I am analyzing different schemes of mutual funds. Each scheme has many funds in its portfolio. I wanted to analyse the overlap (of funds) between these schemes. I can find the overlapping of scheme1 with scheme2 $(A \bigcap B) / A $, where $A$ is the no. of funds in scheme1 and $B$ is the no. of funds in scheme2. Is there a way I can find the average overlap between two schemes?
So, suppose these are my data(dataframes in pandas):
funds Qty Value Asset%
fund_0 q_0 v_0 p_0
fund_1 q_1 v_1 p_1
fund_2 q_2 v_2 p_2
fund_3 q_3 v_3 p_3
fund_4 q_4 v_4 p_4
fund_5 q_5 v_5 p_5
fund_6 q_6 v_6 p_6
scheme2 looks like this:
funds Qty Value Asset%
fund_0 q_0_2 v_0_2 p_0_2
fund_2 q_2_2 v_1_2 p_1_2
fund_5 q_5_2 v_6_2 p_6_2
fund_6 q_2 v_2 p_2
fund_7 q_3 v_3 p_3
fund_8 q_4 v_4 p_4
fund_9 q_5 v_5 p_5
fund_10 q_01 v_98 p_59
For this case, I will be having the common funds in these schemes as fund_0,fund_2,fund_5 and fund_6 So I can find the overlap of each scheme with respect to other. Now I have some questions here:
- Is there anything like average overlap, which would make sense in the real world?

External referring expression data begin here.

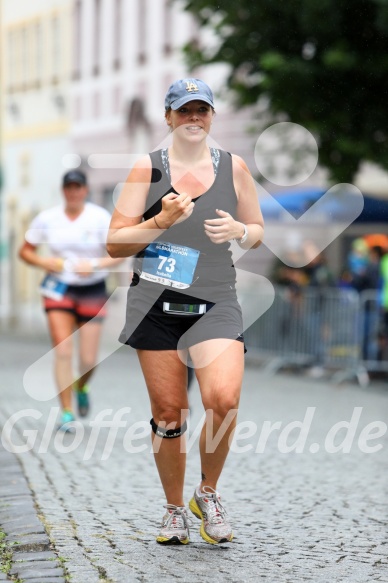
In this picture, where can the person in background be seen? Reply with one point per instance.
(73, 290)
(178, 213)
(383, 334)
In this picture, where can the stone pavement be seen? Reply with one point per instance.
(93, 502)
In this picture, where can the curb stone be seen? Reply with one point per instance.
(33, 559)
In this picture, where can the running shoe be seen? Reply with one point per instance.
(83, 401)
(207, 506)
(175, 527)
(67, 418)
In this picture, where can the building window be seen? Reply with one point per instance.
(11, 61)
(77, 40)
(142, 31)
(38, 55)
(97, 37)
(56, 49)
(78, 108)
(24, 59)
(118, 8)
(117, 100)
(96, 105)
(167, 32)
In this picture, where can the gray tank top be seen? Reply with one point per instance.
(215, 265)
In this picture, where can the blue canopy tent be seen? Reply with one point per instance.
(333, 208)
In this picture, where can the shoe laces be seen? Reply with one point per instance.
(216, 513)
(176, 516)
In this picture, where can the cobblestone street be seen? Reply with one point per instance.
(315, 513)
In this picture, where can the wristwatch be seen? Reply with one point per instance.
(244, 237)
(95, 264)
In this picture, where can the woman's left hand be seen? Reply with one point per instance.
(223, 229)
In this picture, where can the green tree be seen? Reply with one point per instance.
(321, 63)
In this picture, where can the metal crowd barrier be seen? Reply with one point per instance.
(336, 329)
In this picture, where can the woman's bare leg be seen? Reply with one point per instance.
(166, 378)
(61, 327)
(220, 383)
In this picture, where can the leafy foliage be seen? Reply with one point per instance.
(323, 64)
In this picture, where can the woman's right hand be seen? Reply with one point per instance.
(53, 264)
(176, 208)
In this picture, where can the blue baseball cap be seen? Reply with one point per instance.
(186, 90)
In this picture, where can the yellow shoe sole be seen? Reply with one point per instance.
(195, 509)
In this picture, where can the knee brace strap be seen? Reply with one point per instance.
(163, 432)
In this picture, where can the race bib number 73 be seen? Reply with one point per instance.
(169, 264)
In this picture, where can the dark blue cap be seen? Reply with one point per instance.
(186, 90)
(76, 176)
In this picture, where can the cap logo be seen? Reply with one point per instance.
(191, 86)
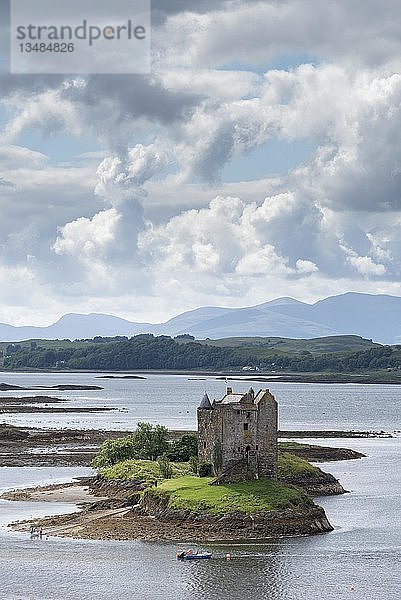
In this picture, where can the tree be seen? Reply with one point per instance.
(183, 449)
(166, 470)
(150, 441)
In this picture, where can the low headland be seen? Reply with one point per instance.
(133, 499)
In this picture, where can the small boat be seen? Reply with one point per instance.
(191, 555)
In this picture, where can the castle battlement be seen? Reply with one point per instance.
(239, 432)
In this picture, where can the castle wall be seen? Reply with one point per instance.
(245, 430)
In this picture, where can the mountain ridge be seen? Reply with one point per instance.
(370, 316)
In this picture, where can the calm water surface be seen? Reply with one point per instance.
(173, 399)
(360, 559)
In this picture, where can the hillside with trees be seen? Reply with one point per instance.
(145, 352)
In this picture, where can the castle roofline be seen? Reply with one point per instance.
(232, 399)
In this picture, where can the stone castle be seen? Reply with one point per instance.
(238, 435)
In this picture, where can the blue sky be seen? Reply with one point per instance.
(234, 173)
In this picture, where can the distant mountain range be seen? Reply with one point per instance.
(376, 317)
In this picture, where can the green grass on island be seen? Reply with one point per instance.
(194, 494)
(142, 470)
(186, 491)
(289, 465)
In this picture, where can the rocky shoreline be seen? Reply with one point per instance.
(34, 447)
(117, 516)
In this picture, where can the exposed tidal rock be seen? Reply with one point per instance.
(323, 484)
(306, 519)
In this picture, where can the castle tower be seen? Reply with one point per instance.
(239, 432)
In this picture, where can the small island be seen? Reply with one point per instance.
(150, 488)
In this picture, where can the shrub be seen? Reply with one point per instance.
(205, 470)
(194, 463)
(184, 448)
(165, 467)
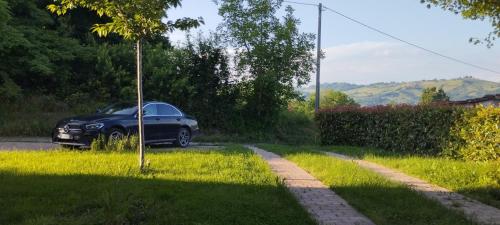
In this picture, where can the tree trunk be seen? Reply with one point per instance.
(140, 121)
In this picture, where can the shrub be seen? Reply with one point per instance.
(127, 143)
(470, 133)
(477, 135)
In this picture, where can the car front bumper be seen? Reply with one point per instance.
(77, 138)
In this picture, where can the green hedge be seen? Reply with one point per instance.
(469, 133)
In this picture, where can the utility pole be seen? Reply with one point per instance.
(140, 121)
(318, 59)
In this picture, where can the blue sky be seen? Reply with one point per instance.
(357, 55)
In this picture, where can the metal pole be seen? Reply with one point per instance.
(318, 59)
(140, 121)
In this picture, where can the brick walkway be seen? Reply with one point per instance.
(322, 203)
(473, 209)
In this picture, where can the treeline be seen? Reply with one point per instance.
(59, 58)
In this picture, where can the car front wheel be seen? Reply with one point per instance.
(115, 134)
(183, 138)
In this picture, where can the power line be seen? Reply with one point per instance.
(409, 43)
(400, 39)
(302, 3)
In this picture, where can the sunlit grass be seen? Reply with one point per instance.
(479, 180)
(383, 201)
(184, 186)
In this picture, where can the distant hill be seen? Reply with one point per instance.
(409, 92)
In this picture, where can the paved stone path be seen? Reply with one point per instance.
(473, 209)
(322, 203)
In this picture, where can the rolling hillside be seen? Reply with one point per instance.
(409, 92)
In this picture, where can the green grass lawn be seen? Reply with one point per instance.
(231, 186)
(383, 201)
(478, 180)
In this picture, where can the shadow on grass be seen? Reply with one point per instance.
(398, 205)
(384, 202)
(91, 199)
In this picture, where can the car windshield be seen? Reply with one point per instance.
(120, 109)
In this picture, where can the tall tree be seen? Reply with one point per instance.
(474, 10)
(272, 56)
(432, 94)
(133, 20)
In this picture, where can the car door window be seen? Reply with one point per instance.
(167, 110)
(150, 110)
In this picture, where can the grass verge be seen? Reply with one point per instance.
(186, 186)
(381, 200)
(478, 180)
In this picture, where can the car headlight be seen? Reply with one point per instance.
(94, 126)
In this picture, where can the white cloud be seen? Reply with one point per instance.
(369, 62)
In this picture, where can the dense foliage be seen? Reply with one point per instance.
(272, 57)
(426, 129)
(59, 61)
(328, 99)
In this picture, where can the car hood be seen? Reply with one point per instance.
(96, 118)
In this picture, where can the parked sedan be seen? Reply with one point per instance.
(163, 123)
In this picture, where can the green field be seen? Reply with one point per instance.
(383, 201)
(188, 186)
(479, 180)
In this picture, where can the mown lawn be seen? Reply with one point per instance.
(231, 186)
(383, 201)
(478, 180)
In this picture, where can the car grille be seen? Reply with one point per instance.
(70, 128)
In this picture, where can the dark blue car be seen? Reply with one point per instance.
(163, 123)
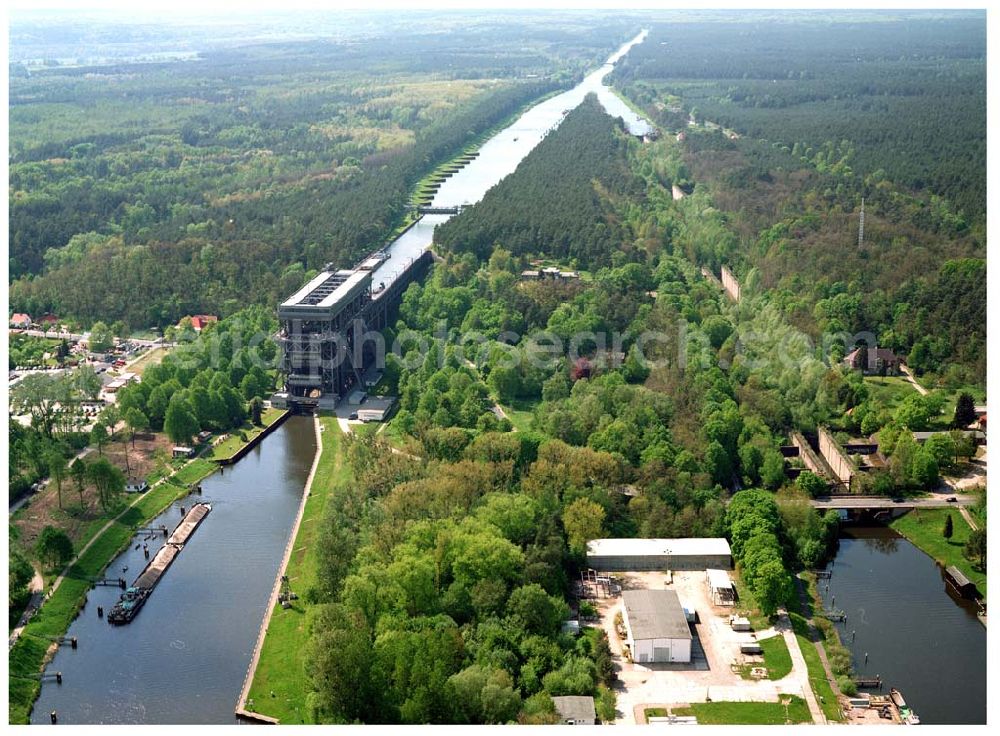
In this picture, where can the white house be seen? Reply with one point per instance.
(136, 485)
(20, 321)
(656, 625)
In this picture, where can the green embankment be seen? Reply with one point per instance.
(817, 678)
(923, 527)
(27, 657)
(234, 442)
(280, 669)
(777, 658)
(793, 709)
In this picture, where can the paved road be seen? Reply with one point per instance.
(939, 501)
(84, 335)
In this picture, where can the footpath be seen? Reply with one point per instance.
(799, 668)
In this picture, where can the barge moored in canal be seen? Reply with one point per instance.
(135, 596)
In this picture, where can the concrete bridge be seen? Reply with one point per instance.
(431, 210)
(877, 503)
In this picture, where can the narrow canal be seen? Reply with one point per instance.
(502, 153)
(916, 632)
(183, 658)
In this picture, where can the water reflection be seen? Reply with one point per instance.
(906, 624)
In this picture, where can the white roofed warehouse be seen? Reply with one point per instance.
(649, 555)
(657, 628)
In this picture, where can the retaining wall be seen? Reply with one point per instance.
(838, 460)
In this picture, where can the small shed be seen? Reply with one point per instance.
(965, 587)
(738, 623)
(720, 588)
(575, 710)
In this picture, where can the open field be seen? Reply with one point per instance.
(151, 357)
(890, 390)
(280, 683)
(520, 412)
(791, 709)
(923, 527)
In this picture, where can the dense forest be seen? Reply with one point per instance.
(896, 99)
(558, 194)
(195, 184)
(448, 566)
(790, 184)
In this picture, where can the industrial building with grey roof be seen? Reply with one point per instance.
(640, 555)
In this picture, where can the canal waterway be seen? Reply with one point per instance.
(918, 634)
(184, 656)
(502, 153)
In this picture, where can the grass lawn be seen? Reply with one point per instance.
(777, 658)
(152, 357)
(234, 443)
(280, 669)
(825, 696)
(890, 390)
(923, 527)
(793, 709)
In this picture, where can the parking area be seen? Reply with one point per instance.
(710, 676)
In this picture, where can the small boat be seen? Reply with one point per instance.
(128, 606)
(907, 716)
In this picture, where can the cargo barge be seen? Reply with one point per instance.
(135, 597)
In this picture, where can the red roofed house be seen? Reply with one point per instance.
(201, 321)
(872, 361)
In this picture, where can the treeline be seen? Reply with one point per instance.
(559, 194)
(206, 385)
(917, 283)
(908, 95)
(233, 250)
(772, 537)
(445, 572)
(443, 584)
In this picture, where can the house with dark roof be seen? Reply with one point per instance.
(872, 361)
(575, 710)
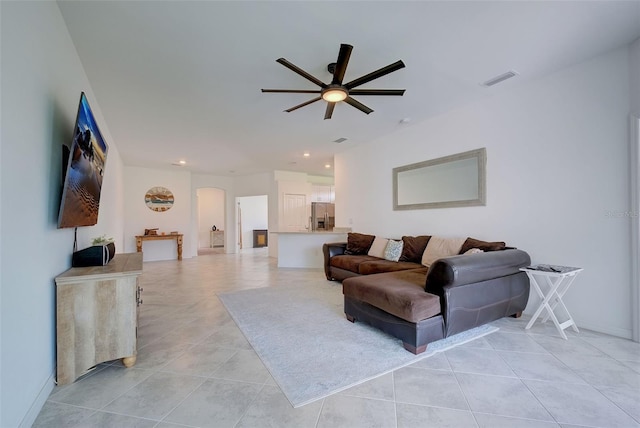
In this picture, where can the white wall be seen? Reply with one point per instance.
(556, 167)
(210, 213)
(41, 80)
(255, 215)
(140, 217)
(634, 151)
(635, 77)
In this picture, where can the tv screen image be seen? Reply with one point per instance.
(84, 172)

- Right now I am calculating the average overlap by using the number of common funds in each scheme. So for % overlap for scheme 1 above would be
100 * 4 / 7, 7 being the total no. of funds in scheme 1. So is there a more meaningful metric for this? - What would be the overlap of portfolios or schemes mean in case of comparison between 3 or more schemes?